UN envoy says Libya truce nearly broke down amid fighting

GENEVA-The Associated Press
UN envoy says Libya truce nearly broke down amid fighting

This picture taken on Feb. 28, 2020 shows a view of a damaged building following a rocket attack by forces loyal to eastern Libyan strongman Khalifa Haftar, at a residential area in the government of national accord (GNA)-held capital Tripoli. (AFP Photo)

The U.N. envoy for Libya on Feb. 28 denounced the near breakdown of a fragile truce between the country's warring sides, citing a "serious violation" over the last 24 hours attacks on the capital including an early morning shelling of Tripoli's airport.

Ghassan Salame, hosting diplomatic talks in Geneva, also exposed a rift within delegations representing Libya's internationally recognized government in Tripoli and the eastern-based government allied with ex-general Khalifa Haftar.

Salame has been mediating three-tiered talks on economic, political and military tracks since an agreement to launch them last month, hoping to end violence and troubles in Libya since the fall of Moammar Gadhafi in 2011.

"The country, in the past 24 hours, has witnessed a very serious violation of the truce," Salame told reporters after political talks at United Nations offices. "In fact, it could have been almost the breakdown of that truce."

Salame said "many areas" of the capital were shelled. "It is clear that neither one of the three tracks can move positively, when the cannon is doing what it is doing right now."

In April, Haftar's forces, which control much of the east, launched an offensive to wrest control of the capital from the U.N.-backed government. The march on Tripoli resulted in a military stalemate and hundreds of civilian casualties.

Earlier on Feb. 28, a senior health official in the Tripoli-based government told The Associated Press that Haftar's forces had shelled the capital with at least 40 rockets since dawn.

Some rockets hit Mitiga airport, sparking a fire that forced authorities to close the city's only functioning airport, said Amin al-Hashemi, the Health Ministry spokesman. He said the shelling brought down several houses that had been evacuated earlier.

The shelling of the capital comes against the backdrop of strained U.N.-mediated political talks in Geneva that kicked off earlier this week. Salame said he was planning to continue talks next month, nevertheless.

He said Khaled al-Meshri, speaker of the High State Council, the Tripoli-based parliament, first called for a delay in political talks that started this week, then a boycott of them.

"The speaker of the house of the High State Council has asked for a [delay] of the talks, but everybody was here, and I thought his request came too late for that," he said.

The council speaker also added "new conditions" on the talks, Salame said, decrying the "procrastination of the cynics."

Salame complained that six of the 13-member delegation representing the east-based parliament, known as the House of Representatives, withdrew from the talks.
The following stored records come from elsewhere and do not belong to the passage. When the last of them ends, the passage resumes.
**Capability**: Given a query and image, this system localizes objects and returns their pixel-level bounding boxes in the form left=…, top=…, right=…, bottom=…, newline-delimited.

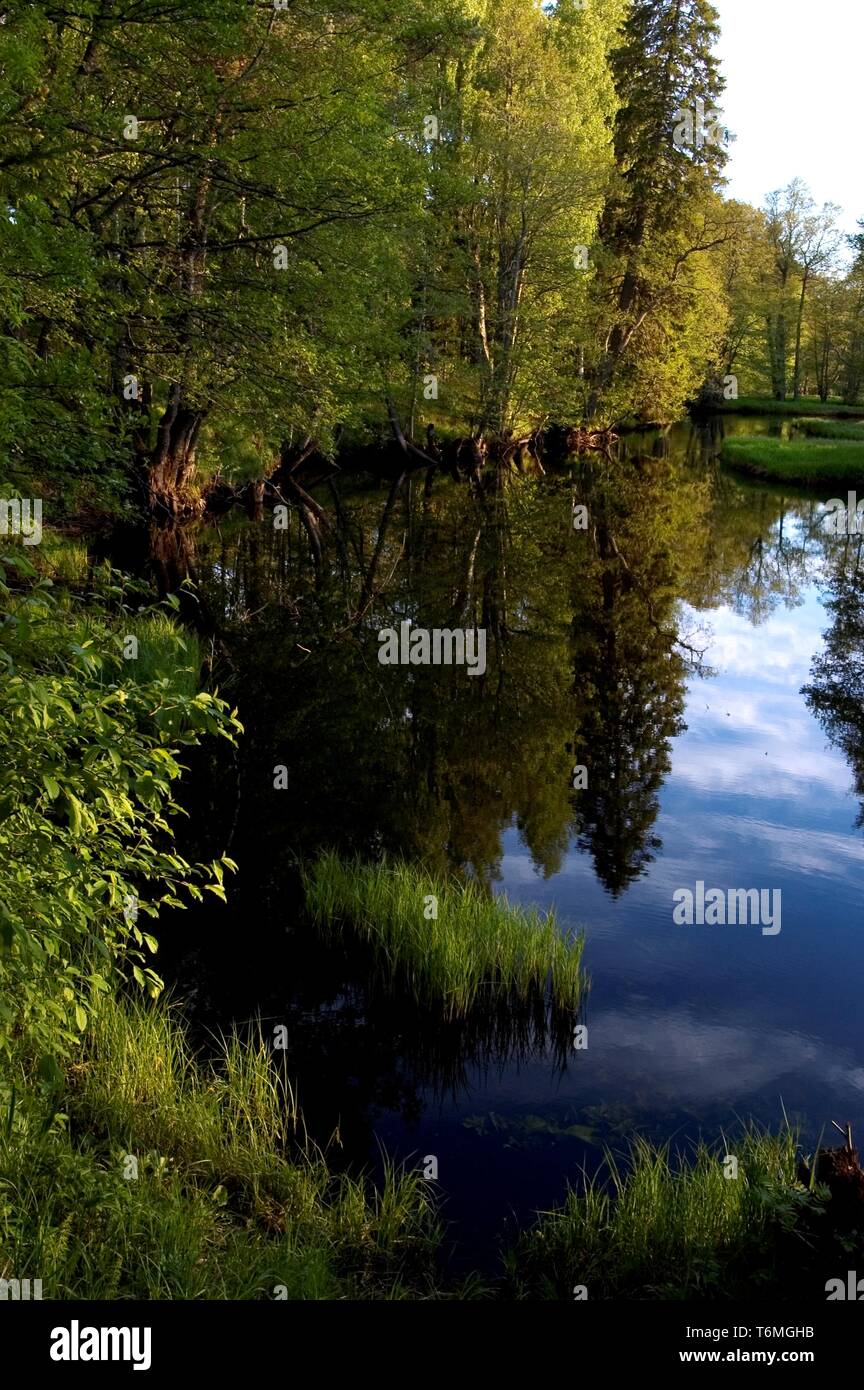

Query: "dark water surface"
left=130, top=420, right=864, bottom=1265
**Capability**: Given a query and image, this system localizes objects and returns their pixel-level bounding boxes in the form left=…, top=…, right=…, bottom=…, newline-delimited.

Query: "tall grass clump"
left=506, top=1126, right=820, bottom=1300
left=304, top=852, right=586, bottom=1015
left=0, top=997, right=440, bottom=1300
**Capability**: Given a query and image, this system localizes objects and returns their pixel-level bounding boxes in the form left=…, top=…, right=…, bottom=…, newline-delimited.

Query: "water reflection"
left=122, top=420, right=864, bottom=1273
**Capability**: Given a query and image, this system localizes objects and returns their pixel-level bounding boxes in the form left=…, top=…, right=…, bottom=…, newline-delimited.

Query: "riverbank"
left=722, top=438, right=864, bottom=488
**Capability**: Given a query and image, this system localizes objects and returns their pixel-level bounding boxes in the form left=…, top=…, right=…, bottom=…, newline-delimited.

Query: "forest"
left=0, top=0, right=864, bottom=513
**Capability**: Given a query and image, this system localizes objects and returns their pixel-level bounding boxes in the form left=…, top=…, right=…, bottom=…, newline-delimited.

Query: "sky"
left=714, top=0, right=864, bottom=240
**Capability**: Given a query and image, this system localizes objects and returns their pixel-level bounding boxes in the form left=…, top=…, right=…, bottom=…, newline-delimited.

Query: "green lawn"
left=792, top=416, right=864, bottom=439
left=722, top=438, right=864, bottom=487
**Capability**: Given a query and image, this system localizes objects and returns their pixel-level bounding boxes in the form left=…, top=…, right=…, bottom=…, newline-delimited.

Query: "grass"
left=792, top=416, right=864, bottom=439
left=0, top=998, right=452, bottom=1300
left=304, top=852, right=586, bottom=1015
left=722, top=438, right=864, bottom=487
left=720, top=396, right=864, bottom=420
left=0, top=997, right=849, bottom=1301
left=506, top=1127, right=824, bottom=1301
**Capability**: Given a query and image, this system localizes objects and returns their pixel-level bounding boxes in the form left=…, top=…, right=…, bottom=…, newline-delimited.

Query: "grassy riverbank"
left=0, top=552, right=850, bottom=1300
left=720, top=396, right=864, bottom=420
left=0, top=998, right=442, bottom=1300
left=507, top=1129, right=822, bottom=1301
left=306, top=853, right=586, bottom=1013
left=792, top=417, right=864, bottom=439
left=722, top=438, right=864, bottom=487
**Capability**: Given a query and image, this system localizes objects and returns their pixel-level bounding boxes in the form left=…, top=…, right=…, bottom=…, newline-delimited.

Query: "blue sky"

"Those who left were from both sides," he said.

Power in Libya is divided between two rival governments, one each in the east and west of the country, and a patchwork of armed groups that support either administration.

Haftar's army, the self-styled Libyan Arab Armed Forces, has the backing of countries like Egypt, the United Arab Emirates, France and Russia, while the government in Tripoli has the support of Turkey and Italy.